I am not one to make predictions – particularly about the future – but I am always dubious of widespread assertions that nothing will ever be the same again.
The very first trade shows were held in 1240 in Frankfurt and Leipzig. In return for an annual fee, these cities were allowed by the Holy Roman Emperor to hold trade events which have not, in their essentials, changed for nearly 800 years.
They have survived numerous wars, pestilences (the Black Death, the Plague, Spanish Flu), political upheavals, depressions and even floods. But the showgrounds are still there and, nearly eight centuries later, Frankfurt and Leipzig still hold many of the world’s largest fairs. And they will do so again.
What is now obvious is that trade shows have not been affected by the digital revolution in the way print and Press (revenues down 85% in two decades), magazines, TV (it is broadband which allows Netflix to eat ITV’s lunch) have suffered – we are definitely not a traditional media form.
And this is because we perform very different functions.

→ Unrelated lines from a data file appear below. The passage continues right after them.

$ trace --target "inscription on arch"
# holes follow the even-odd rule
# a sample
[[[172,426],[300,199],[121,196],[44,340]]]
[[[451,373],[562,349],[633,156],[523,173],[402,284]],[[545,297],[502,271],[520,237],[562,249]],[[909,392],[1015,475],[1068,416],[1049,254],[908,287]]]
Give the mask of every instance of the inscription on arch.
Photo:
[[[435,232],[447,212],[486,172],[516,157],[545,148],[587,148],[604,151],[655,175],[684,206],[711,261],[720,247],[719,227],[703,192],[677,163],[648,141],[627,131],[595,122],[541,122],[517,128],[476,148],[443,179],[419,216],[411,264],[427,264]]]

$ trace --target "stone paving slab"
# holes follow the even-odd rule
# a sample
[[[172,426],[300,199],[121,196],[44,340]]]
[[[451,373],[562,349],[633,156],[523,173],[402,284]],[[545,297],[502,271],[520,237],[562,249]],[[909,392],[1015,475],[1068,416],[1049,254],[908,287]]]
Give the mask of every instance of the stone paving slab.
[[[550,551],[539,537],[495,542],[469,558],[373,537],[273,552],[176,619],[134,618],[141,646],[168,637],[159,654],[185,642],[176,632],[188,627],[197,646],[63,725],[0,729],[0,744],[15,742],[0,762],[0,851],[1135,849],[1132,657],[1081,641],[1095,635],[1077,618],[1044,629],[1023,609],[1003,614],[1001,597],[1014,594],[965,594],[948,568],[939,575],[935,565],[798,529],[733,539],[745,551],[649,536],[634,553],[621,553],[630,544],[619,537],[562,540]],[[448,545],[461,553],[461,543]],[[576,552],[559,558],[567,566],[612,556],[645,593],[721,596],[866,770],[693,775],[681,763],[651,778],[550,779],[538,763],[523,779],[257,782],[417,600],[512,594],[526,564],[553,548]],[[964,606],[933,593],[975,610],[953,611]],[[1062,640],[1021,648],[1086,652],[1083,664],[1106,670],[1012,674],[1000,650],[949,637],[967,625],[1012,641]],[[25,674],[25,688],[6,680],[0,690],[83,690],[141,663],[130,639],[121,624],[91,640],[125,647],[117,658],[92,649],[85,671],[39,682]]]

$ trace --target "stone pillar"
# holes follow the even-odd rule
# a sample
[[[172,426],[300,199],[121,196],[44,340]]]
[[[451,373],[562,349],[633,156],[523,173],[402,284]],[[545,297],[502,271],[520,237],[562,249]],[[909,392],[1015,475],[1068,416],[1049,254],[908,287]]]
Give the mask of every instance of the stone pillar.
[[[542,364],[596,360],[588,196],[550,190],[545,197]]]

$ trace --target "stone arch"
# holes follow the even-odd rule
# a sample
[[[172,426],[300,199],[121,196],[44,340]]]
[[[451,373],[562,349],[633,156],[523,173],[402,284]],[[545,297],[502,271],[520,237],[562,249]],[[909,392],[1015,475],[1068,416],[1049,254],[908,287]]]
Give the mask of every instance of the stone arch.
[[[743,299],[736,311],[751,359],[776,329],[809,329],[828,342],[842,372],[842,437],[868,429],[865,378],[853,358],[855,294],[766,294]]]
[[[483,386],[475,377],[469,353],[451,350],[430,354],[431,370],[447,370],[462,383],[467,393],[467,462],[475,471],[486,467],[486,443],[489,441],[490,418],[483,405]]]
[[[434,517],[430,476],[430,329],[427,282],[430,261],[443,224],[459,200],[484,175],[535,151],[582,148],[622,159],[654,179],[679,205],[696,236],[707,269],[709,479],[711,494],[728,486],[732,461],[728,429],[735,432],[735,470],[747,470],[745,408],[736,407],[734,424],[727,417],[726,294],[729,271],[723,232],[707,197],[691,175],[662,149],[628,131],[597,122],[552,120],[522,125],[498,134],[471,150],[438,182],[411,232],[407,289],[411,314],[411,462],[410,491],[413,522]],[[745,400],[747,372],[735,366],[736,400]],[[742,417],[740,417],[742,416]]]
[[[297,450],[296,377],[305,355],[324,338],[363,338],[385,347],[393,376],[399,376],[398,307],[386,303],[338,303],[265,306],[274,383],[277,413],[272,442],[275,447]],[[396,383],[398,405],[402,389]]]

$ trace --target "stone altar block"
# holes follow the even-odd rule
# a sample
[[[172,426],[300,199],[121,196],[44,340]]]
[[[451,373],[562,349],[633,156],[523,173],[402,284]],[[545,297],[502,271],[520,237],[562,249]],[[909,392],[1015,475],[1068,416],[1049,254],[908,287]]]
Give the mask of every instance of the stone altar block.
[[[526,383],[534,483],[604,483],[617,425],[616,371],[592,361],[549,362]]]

Of course there is selling and buying at shows (though CloserStill has no outright retail events), but all of the really good research shows that people go to exhibitions for many other reasons – to meet friends, to see what other businesses are doing, to learn from content sessions, for PR, to have the opportunity to be part of a connected social group once a year, and to be part of the annual gathering of the people who matter to them. Face to face says most of it, if not all.
It has always seemed to me that these are simple and basic human instincts and traits – and occasional viruses, wars, depressions and floods don’t change human nature. So there will be changes, but after 800 years we can be reasonably confident that trade shows will eventually return as they always have done.
As interesting is what happened in the last two recessions. In the 1989-1991 period most larger media groups pulled their horns in. This was thus the time that Blenheim was able to come from almost nowhere to become the biggest exhibition company in the world – by launching new ideas and making acquisitions which would not have been possible a few years before.
And it was in the 2008-2011 recession when CloserStill was launched, again from nothing. Because most companies hunkered down, afraid to launch and afraid to invest, we were able to quickly become a serious force – precisely because we had the courage and preparedness to invest. History says the best time to invest is always when no-one else wants to.
This is a tough time for all of us. I am not going to pretend otherwise, and I am not going to predict when we will return to what we knew before. But I am inclined to believe that, looking back in (perhaps) 2024 or 2025, we will say: “That was the opportunity of a lifetime – and we took it.”